In 2012, D.O.A.XL was exhibited for the first time at Galerie Thaddaeus Ropac alongside several other works from the D.O.A.XL series. The exhibition took its name from the 1980s French hit Voyage, Voyage by pop artist Desireless – a nod to Richter’s penchant for using pop culture and mass media references. These references are littered throughout D.O.A.XL and include, among others, Iron Man’s red glove from the Marvel universe and the glow-eyed villains from cult videogame World of Warcraft.

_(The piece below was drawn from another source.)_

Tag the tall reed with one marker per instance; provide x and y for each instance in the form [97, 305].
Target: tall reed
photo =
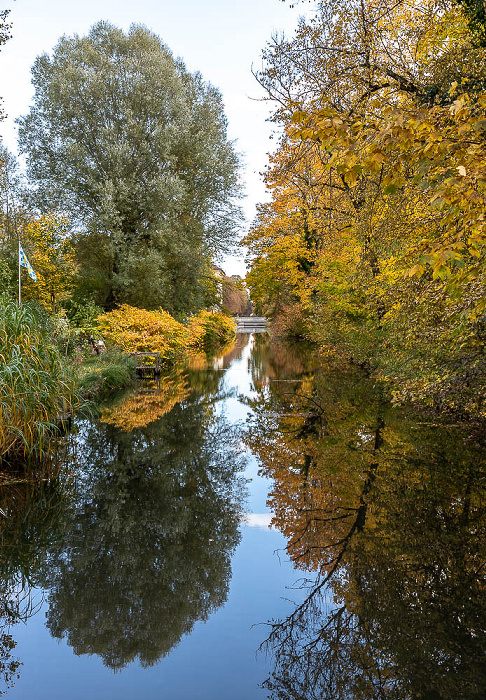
[36, 388]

When Richter began painting in the early 1990s, first as a student of Werner Büttner at the Hamburg Academy of Fine Arts and later as the studio assistant of Albert Oehlen, he developed a style marked by horror vacui with canvases bursting with psychedelic colours and forms. His fearless approach to colour is indebted to his artistic predecessors: expressionist painter Edvard Munch and symbolist pioneer James Ensor. In 2002, Richter dramatically abandoned his wildly abstracted compositions and began making a new kind of history painting featuring images of social struggle that capture the paranoia surrounding contemporary events rather than a specific historic moment. Despite his stylistic change, Richter’s sustained engagement with the fundamental principles of paint provides a continual narrative thread throughout his oeuvre.

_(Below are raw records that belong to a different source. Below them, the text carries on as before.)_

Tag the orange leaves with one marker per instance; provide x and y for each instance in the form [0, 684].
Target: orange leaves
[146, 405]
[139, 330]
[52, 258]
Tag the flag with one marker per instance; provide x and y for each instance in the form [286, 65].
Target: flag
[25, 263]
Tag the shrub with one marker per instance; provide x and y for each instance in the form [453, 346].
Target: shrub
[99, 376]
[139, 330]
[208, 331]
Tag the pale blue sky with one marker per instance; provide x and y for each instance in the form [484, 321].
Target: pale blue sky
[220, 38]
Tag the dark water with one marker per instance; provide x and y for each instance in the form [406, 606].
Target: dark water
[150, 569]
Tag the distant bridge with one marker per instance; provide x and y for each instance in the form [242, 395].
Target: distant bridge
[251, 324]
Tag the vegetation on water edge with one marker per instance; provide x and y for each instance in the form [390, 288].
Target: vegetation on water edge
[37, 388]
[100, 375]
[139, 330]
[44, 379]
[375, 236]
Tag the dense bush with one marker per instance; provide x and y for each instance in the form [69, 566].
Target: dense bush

Using the visual language of graffiti art which is evidenced in the drips, hazy outlines and harsh lines of D.O.A.XL, Richter experiments with and pushes the limits of his media. Having been involved in the squatter scene of 1980s Hamburg, Richter’s engagement with art began by designing record sleeves for radical German punk bands and much of his work reflects elements of the street art he witnessed during this time. His figurative paintings, which exclusively feature groups and never individuals, are inspired by Socialist Realism in this respect which the artist perceived to emphasise the sociability of humans. The artist explains that his figurative paintings responded to “a need to get closer to a reality that I experience as unsavoury. My need to express myself as a social entity was so strong that I wanted to convey it to others” (Daniel Richter cited in: David Hughes, ‘Daniel Richter and the Problem of Political Painting Today’, New German Critique, No. 108, Fall 2009, p. 154). Richter’s hauntingly prophetic apocalyptic visions speak to contemporary anxieties surrounding technology, information and war that bond society together and invite the viewer to join in the communal paranoia.